I can just tell it what fields I want to

send so that y'all are a little bit more informed.

And when the salesperson goes and picks up the lead

to your point, they can now click out into a

LinkedIn profile or we can pull that information all right.

Into Slack. Yeah.

It's all about the context and giving the

individual an opportunity to make a connection.

We talked about relationships.

If I can relate to you on an individual

level with something that you've done in the past

or something that you've done or you want to

do now, we have something to connect about.

People want to work with or be around.

Individuals that look have done do

the same things as they do.

And if we can connect about kayaks or automation

or, I don't know, softball, I know you ebike.

Do you kayak? No.

Well, I mean, maybe like, one time.

You don't, like, own a kayak.

You're not like, an avid kayaker.

That's exercise like keyboard, you're waiting

for that to be automated. Yes.

Let me know when that happens.

But when you provide that context right.

That ability to connect and you do it in

an automated fashion, that sales guy just now is

one step closer to making that connection and avoiding

that awkward silence of like, hey, where are you?

Oh, okay. You're from canada.

I've never been there. Okay.

Where did you grow up?

Yeah, victoria.

Where is that? There's.

If you don't have any kind of way to connect

and you're not really good at connecting or finding those

connections, it makes that relationship much harder to build.
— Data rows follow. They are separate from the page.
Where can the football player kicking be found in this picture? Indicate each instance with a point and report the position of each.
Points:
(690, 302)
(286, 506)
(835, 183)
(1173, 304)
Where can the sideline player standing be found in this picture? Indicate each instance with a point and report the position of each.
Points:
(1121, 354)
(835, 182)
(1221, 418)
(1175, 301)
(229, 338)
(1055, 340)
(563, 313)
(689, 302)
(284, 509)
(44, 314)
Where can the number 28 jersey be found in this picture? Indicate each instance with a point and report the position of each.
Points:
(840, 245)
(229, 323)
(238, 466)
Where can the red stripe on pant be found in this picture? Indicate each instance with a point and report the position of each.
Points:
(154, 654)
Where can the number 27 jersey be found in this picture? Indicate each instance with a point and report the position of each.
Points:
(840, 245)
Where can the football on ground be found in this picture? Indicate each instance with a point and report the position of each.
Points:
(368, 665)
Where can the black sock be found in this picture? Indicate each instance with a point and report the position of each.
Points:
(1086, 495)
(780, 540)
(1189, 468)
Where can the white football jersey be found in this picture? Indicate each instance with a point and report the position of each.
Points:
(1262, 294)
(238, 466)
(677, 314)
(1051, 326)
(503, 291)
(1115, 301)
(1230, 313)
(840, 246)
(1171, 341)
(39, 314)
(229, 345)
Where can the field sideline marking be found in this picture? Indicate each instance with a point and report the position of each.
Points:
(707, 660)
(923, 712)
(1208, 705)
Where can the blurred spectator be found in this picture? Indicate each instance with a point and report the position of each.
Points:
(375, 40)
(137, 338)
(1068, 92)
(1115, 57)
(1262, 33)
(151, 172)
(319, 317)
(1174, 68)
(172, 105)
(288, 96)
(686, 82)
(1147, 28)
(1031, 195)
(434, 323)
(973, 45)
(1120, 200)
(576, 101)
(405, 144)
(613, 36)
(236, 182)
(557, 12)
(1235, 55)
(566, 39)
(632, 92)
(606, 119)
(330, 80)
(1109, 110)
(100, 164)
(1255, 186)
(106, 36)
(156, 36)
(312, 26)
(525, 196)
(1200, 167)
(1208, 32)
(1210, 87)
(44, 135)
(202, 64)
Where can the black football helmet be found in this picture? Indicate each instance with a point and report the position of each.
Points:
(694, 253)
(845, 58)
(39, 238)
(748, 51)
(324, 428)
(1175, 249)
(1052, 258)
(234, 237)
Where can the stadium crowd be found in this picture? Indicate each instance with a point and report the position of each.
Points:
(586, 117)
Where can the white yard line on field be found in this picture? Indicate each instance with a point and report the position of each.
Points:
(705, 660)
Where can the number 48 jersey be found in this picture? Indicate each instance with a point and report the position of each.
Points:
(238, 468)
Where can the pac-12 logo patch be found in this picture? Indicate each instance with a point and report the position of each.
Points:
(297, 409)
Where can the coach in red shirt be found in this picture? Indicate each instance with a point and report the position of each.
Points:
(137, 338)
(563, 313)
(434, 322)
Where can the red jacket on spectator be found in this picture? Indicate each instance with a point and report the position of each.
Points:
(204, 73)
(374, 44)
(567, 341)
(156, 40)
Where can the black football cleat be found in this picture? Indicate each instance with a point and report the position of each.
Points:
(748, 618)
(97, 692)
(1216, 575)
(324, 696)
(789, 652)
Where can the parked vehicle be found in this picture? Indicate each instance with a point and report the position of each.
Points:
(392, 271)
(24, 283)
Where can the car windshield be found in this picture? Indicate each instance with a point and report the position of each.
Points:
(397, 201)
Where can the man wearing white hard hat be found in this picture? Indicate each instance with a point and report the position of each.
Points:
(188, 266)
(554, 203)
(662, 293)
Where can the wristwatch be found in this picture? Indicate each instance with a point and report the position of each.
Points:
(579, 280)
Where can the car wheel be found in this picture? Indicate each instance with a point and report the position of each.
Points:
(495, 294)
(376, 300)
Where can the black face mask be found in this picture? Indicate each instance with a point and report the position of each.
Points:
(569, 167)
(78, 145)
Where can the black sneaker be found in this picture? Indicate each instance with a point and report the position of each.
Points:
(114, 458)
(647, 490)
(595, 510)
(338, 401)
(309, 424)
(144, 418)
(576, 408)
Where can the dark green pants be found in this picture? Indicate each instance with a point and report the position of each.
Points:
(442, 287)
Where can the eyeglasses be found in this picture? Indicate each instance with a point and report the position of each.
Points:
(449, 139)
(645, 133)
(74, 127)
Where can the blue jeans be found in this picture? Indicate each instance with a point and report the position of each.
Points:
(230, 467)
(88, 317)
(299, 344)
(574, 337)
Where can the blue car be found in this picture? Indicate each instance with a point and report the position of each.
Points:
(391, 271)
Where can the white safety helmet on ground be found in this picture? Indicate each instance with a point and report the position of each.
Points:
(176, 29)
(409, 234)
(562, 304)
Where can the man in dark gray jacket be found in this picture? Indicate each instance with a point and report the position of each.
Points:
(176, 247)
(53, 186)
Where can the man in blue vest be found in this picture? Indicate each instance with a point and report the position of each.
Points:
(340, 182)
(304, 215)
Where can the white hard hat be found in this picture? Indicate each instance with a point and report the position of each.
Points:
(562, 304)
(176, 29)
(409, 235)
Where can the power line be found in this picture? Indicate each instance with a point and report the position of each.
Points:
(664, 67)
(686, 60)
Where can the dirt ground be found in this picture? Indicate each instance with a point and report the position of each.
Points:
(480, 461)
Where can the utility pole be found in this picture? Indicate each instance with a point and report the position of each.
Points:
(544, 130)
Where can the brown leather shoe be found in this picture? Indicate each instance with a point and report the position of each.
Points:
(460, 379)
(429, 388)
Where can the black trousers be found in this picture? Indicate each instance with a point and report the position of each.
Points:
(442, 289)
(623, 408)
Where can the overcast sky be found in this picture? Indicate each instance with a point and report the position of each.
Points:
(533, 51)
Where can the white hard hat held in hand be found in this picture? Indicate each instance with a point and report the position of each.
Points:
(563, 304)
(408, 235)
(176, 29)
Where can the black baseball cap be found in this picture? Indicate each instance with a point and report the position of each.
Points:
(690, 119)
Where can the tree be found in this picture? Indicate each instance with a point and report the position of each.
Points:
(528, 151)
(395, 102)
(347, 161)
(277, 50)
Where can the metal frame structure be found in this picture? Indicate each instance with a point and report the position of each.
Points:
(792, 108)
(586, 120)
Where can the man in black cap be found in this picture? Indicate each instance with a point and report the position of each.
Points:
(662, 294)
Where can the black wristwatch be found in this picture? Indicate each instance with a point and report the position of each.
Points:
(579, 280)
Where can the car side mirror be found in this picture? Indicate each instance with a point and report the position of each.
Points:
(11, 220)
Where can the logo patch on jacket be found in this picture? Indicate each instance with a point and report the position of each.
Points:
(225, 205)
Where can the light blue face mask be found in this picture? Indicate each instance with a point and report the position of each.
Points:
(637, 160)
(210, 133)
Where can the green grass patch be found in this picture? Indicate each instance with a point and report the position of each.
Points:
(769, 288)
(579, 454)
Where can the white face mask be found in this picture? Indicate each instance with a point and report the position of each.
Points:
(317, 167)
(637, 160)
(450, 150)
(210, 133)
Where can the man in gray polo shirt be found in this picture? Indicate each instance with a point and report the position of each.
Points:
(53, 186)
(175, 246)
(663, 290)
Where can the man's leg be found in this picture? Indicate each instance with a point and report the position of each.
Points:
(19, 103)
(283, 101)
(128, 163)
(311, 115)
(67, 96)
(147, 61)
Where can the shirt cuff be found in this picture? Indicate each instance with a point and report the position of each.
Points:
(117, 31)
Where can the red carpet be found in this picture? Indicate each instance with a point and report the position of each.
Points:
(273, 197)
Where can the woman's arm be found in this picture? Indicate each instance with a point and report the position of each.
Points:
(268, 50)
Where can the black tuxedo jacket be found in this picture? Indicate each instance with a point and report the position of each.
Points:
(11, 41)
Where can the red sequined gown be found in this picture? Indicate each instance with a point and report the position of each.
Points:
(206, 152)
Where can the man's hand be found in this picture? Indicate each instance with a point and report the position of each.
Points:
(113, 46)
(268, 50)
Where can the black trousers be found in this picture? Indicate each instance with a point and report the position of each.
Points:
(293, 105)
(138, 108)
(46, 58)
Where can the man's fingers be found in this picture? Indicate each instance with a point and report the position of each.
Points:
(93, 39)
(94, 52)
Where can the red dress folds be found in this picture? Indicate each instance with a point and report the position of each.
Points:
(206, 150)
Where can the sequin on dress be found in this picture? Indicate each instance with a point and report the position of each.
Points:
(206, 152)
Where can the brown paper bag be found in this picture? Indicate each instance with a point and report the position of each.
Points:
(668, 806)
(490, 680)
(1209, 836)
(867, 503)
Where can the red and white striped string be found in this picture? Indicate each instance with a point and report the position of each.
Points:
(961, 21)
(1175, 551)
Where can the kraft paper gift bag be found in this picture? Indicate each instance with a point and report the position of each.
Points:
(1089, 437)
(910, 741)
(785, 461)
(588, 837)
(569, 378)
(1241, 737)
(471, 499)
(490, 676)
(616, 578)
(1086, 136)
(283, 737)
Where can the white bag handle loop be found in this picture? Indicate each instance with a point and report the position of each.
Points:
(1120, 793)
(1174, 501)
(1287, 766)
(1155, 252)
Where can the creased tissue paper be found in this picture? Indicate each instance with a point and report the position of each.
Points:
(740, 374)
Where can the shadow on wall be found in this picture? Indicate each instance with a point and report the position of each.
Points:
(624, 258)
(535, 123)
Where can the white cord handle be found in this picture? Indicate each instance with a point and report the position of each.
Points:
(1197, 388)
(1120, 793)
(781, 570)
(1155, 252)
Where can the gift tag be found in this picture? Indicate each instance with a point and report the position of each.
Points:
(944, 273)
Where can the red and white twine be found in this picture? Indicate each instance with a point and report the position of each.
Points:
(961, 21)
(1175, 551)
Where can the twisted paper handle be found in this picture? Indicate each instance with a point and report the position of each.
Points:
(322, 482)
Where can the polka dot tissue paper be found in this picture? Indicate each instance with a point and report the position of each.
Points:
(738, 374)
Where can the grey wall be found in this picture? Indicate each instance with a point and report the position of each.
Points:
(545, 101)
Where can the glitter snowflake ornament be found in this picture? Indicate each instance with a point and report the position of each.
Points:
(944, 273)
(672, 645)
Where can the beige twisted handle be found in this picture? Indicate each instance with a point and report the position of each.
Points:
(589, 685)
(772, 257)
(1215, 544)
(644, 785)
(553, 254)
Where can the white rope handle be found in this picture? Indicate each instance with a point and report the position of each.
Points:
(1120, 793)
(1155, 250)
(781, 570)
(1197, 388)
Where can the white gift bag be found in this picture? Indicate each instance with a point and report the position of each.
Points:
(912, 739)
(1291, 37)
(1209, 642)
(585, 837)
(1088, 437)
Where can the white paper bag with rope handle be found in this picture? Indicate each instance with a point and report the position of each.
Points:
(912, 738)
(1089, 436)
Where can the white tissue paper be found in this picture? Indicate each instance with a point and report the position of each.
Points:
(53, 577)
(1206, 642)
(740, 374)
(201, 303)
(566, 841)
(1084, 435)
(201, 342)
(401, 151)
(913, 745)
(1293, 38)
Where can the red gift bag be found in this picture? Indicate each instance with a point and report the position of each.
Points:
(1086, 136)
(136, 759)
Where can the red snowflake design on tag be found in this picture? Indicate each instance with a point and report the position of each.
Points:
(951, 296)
And you've got maybe two minutes at the front

end of a phone call to make that quick

connection and then pull that into other topics of

discussion as you're talking about business. Right.

Well, not to mention we also

automate the outrage to an extent. Right.

So if someone comes through, we're kicking out

an email to them with that rep's calendar.

And if they book, we have some parameters around it.

You can't book like, 30 minutes from receiving the email,

but if that rep is back to back when they're

in calls and they're coming up against that meeting, oh,

wow, someone booked on my calendar for this afternoon.

Again, servicing that information

within Slack absolutely.

Where we live, that only helps some of this stuff.

I think we've been talking about the

front end and building that relationship quickly,

having some of those insights.

But what about when we get past that?

We're moving them through the pipeline.

We're demoing now we've moved to close one

or close loss, the insights piece of it.

We were just talking about it before the recording

and how even today we're doing some analysis on

our own data in salesforce and running reports.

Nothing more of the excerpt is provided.